August 20, 2018
IntelBrief: Unintended Consequences of Iran Sanctions
By withdrawing from the multilateral 2015 Iran nuclear deal and re-imposing all U.S. secondary sanctions on Tehran, the Trump Administration seeks, at the least, to curb Iran’s regional influence and, at most, to perhaps even bring down the Islamic Republic’s regime. The Administration’s policy depends on international cooperation with the re-imposed sanctions in order to depress Iran’s economy. However, the Administration’s insistence on such cooperation is harming Iran’s neighbors, which depend on longstanding trading arrangements with Iran, and to some extent enhancing Washington’s geopolitical competitors, particularly China.
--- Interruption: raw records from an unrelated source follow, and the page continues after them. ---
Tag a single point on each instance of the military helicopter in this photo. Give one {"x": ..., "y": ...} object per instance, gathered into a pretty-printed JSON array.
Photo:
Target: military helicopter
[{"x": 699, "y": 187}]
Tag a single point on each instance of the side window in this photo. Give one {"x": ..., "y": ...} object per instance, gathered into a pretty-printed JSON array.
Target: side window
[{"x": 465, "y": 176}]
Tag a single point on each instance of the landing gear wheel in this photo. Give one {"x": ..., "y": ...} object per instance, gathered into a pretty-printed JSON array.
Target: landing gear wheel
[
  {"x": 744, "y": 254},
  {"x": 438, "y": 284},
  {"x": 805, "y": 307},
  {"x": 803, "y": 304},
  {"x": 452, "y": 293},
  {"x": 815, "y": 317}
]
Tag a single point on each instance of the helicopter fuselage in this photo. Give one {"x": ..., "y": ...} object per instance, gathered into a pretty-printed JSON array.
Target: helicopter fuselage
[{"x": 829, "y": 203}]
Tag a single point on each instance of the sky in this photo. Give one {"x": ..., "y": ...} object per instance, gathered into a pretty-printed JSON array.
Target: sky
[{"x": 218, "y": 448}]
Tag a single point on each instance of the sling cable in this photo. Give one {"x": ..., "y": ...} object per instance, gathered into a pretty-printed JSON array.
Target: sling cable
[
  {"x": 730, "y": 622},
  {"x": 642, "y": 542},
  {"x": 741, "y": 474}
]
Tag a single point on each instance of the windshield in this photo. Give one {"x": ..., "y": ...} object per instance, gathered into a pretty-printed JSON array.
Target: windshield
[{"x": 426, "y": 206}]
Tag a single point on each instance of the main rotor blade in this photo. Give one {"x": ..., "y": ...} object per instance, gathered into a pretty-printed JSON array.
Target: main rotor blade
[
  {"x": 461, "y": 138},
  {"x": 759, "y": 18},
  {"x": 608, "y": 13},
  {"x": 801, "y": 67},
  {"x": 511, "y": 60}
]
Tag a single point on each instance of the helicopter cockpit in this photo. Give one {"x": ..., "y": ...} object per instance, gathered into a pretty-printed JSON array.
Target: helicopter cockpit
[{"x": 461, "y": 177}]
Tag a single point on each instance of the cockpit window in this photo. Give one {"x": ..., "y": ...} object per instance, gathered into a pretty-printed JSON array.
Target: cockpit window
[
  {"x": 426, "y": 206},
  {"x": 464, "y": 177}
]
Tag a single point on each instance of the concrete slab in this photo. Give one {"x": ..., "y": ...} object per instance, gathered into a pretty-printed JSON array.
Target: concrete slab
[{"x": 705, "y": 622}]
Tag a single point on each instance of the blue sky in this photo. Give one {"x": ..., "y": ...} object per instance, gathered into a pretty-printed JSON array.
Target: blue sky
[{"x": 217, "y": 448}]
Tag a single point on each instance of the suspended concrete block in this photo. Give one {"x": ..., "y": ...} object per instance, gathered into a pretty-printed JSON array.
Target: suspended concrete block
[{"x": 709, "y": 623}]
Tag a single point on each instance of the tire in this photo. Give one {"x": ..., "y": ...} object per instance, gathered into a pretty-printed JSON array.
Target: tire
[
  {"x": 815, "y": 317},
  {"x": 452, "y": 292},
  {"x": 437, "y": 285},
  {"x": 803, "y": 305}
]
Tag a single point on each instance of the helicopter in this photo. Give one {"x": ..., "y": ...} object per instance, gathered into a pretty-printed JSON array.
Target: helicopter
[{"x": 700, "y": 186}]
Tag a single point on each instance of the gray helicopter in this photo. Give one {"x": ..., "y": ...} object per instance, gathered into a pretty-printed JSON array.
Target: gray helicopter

One key unintended adverse consequence of the Trump Administration policy has been on Iraq, whose May 2018 election left unsettled the debate over Iraq’s alignment—whether with the United States or with Iran. The current Prime Minister, Hayder al-Abadi is relatively pro-Washington, but is unlikely to retain his post when a new Iraqi government is formed. Abadi sought to placate the Trump Administration by promising to enforce some re-imposed Iran sanctions. However, Iraq’s economy has become closely integrated with that of Iran since the 2003 U.S. invasion led to the accession to power of pro-Iranian factions in Iraq. Iran is a key source of natural gas that Iraq uses to produce electricity, a key commodity whose shortage has caused major demonstrations this summer. These dependencies have compelled Abadi—who is under pressure from more pro-Iranian figures, including key Iraqi Shi’a militia commanders—to implement only modest economic steps against Iran, such as a ban only on the use of the U.S. dollar for Iran-related transactions.
Another neighbor of Iran encountering difficulties due, at least in part, to U.S. sanctions on Iran, is Turkey. The value of Turkey’s currency, the lira, has fallen dramatically during the summer of 2018 as a result of both longstanding economic mismanagement and a dispute with the United States over a pastor, Andrew Brunson, that Turkey has held as part of a crackdown following the failed 2016 coup there. A contributing factor to the Turkish financial crisis has been investor perceptions that Turkey might have trouble replacing Iranian energy supplies if it enforces U.S.-led Iran sanctions. Turkey buys nearly 40% of its oil from Iran, and political strains with Saudi Arabia might make that country an unlikely alternative supplier to Iranian oil. An Iran-Turkey pipeline is the conduit not only for delivery of 6% of Turkey’s own gas needs, but also for Iranian gas sales to Europe which, if halted, would deprive Turkey of transit fees.
Conversely, China, a strategic competitor of the United States, is benefitting from the Trump Administration policy as many of Iran’s trading relationships shift to China from Europe, Japan, and South Korea. China is the largest buyer of Iranian oil with purchases of nearly a third of Iran’s oil exports and has already been investing large sums inside Iran as part of President Xi Jingping’s Belt and Road Initiative. China has said it will not cooperate with re-imposed U.S. sanctions and that it might even buy more Iranian oil than before, as Iran discounts its oil pricing to lure in customers.
The Trump Administration’s insistence on crippling Iran’s economy is in fact damaging the economies of two regional states that could constitute bulwarks against Iran’s regional influence and is serving the economic and strategic interests of the United States’ most formidable competitor, China.